脉络是什么?自然不是人名,他根本不认识几个人。是官职,某某某阁老说了什么,某某某兵科给事中说了什么......通过各部门干了什么,说了什么。大概就能知道发生了什么。很多职位不知道干什么的,在棋盘街买的《新官轨范》给了他很大的帮助。比如给事中,邸报上看的一脸懵,查了《新官轨范》后才发现,哦,原来是监察部门的呀。
一边阅读邸报,一边拿笔记下一些觉得重要的信息。不少看不懂的,好像又有一点重要性的权且也记下。烛泪点点,换了一根接一根,不觉听到鸟叫声,抬头往外望去,天色早已亮了。
一夜未睡,手脚酸了,脖子也僵了。摸了下旁边的茶壶,冰凉的刺手,周凎一把瘫坐在椅子上。透过桌上堆积的邸报,周凎怔怔的看着,良久,他突然给了自己一巴掌。
身后哐当一声,又一声“哎呀”,把周凎吓了一跳,捂着脸扭头见是名唤敏儿的小丫鬟。她捂着嘴,地上是掉落的铜盆,水淌了一地。看来小丫头是被自己发神经的做派给吓到了。
小丫头看到周凎回头看她,支支吾吾了几声,慌忙的弯腰去捡铜盆,接着又出门找了扫帚把地上的水清扫干净。
忙定了,小丫头过来期期艾艾的说道:“公,公子,啊不,周相公,早。要不要奴婢给您梳头?”
“不梳了吧,等下还要睡一会儿。”
“哦,那您想吃些什么,我吩咐厨房去做。”
“都可以,你看着弄吧。”望着小丫头扭捏的出了门,全然没了打扫时候的干练劲。刚才突然而来的烦躁一下子少了许多。

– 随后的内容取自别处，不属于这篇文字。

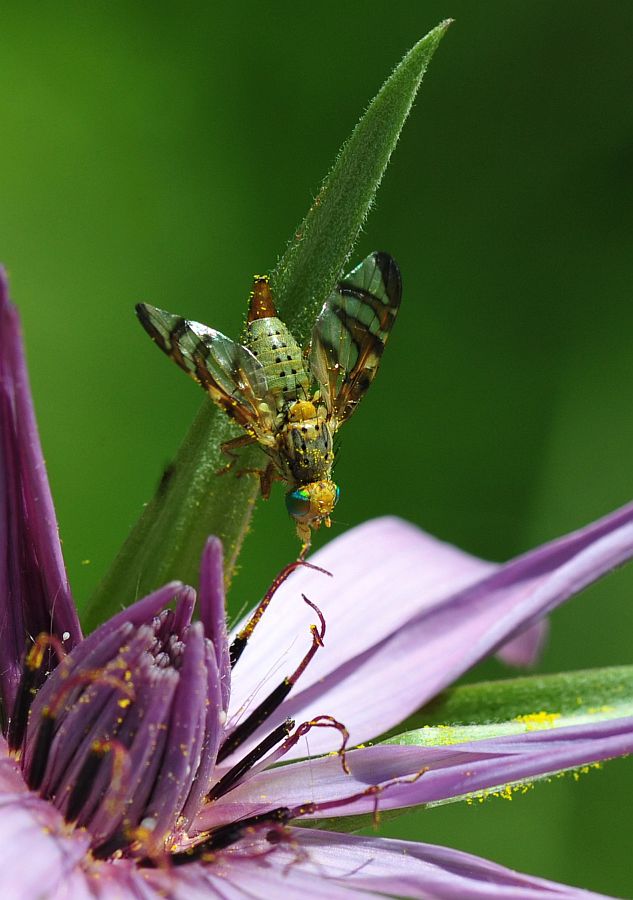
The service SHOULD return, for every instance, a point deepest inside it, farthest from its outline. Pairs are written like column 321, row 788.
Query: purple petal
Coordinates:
column 34, row 592
column 409, row 869
column 435, row 646
column 524, row 650
column 213, row 611
column 250, row 879
column 453, row 771
column 384, row 572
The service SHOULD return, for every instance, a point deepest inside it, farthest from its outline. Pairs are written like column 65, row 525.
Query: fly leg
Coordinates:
column 229, row 448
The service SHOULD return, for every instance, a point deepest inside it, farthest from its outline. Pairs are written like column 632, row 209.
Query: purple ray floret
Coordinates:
column 34, row 592
column 141, row 760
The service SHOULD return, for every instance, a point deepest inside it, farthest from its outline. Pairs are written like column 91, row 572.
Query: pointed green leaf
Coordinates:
column 493, row 709
column 192, row 502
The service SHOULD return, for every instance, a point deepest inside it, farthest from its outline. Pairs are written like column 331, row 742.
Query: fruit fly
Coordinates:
column 291, row 401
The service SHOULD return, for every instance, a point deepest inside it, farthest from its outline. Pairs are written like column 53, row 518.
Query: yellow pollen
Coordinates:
column 536, row 721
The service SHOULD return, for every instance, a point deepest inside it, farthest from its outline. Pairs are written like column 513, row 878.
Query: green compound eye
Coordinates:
column 298, row 503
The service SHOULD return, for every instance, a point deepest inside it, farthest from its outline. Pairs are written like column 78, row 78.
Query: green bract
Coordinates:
column 191, row 501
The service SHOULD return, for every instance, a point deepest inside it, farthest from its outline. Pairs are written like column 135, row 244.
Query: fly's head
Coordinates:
column 311, row 504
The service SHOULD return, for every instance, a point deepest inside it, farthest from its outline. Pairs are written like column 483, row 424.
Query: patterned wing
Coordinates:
column 228, row 371
column 351, row 331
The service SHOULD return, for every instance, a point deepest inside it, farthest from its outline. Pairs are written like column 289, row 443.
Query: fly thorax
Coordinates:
column 307, row 449
column 280, row 355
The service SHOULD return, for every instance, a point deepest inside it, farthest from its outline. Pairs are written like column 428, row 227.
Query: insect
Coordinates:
column 291, row 401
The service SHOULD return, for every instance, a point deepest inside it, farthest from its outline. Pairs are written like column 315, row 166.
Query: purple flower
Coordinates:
column 140, row 761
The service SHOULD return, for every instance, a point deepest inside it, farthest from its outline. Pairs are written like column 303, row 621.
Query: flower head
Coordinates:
column 141, row 760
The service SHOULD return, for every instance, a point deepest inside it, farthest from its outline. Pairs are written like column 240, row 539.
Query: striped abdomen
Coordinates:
column 280, row 355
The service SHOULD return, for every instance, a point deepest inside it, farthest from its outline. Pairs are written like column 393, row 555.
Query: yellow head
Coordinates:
column 311, row 504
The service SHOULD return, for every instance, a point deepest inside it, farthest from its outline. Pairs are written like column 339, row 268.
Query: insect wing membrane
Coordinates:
column 227, row 370
column 351, row 331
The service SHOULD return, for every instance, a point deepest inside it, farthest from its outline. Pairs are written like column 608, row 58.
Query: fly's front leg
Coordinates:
column 229, row 448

周凎摸了摸还有点疼的脸颊:我在想些什么呀?我在干些什么呀?
把一夜记录下来的稿纸一张张的翻开来看,密密麻麻的的官员职称和姓名,后面是备注的要点事情,期间还有线条勾连。字丑,杂乱,像是儿童的涂鸦。
吃过早饭,周凎睡到中午,心烦意乱的就睡不着了。丫鬟端来午饭,打听田敦吉的去向,丫鬟说少爷去上职了,已经吩咐她们:周相公有何要求,她们一律会照办的。